Şöyle ki, dün cuma akşamı da Türkiye piyasaları kapanır kapanmaz bazı finans kurumları "iş başı" yaptı.
Tıpkı geçtiğimiz ocak ayında doları 4 liraya dayadıkları gibi, yine yüklendiler.
Peki, 100-200 milyon doları bulan, tek başına Londra ve New York piyasalarında spekülasyonlarla soygunculuk yapabilir mi?
Hayır.

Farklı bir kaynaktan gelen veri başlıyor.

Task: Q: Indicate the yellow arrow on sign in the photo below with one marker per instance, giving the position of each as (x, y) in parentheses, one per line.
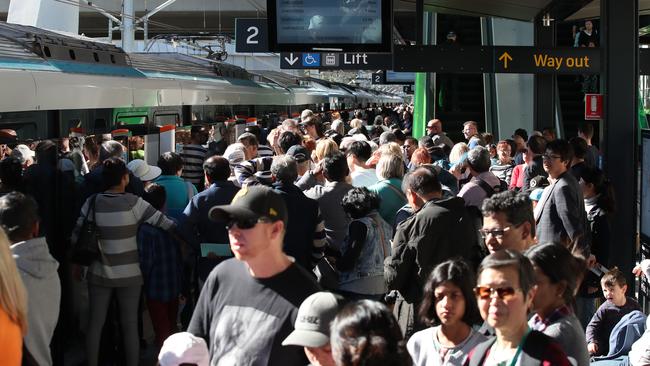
(505, 58)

Washington ve Berlin hattının "siyasi desteği" ve medyadaki kiralık kalemlere de ihtiyaç var.
Bu kez de aynı mekanik işledi...
Önce Sarraf davasına dair Türk bankalarıyla ilgili dedikodular yayıldı.

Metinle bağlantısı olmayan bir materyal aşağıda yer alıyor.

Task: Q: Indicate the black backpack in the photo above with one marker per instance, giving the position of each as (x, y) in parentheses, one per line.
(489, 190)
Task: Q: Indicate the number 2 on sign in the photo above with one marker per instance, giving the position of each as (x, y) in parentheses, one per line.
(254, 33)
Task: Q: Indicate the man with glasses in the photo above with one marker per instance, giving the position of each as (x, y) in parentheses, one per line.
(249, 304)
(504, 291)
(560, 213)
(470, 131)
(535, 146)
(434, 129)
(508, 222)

Cumhurbaşkanı Erdoğan'ın geçen salı bankalarla yaptığı toplantı olumsuz havayı bir nebze de olsa dağıttı. Öğlen de gidiş iyiydi.
Ancak Bloomberg ve bazı yayın organları "Avrupa Bankası Türkiye'nin kredi hatlarını askıya alıyor" diye duyurunca dalgalanma yeniden başladı.
Bizzat Avrupa Yatırım Bankası'nın dedikoduları yalanlaması bile pek bir işe yaramadı.
Medyanın kiralıkları da, "Faizler ucuz kaldı. Faizler ABD dolarını tutmaya yetmiyor. Faizler yükselsin..." çığlıklarıyla operasyona omuz attılar.
Ve olan oldu, cebimizdeki paradan tırtıkladılar...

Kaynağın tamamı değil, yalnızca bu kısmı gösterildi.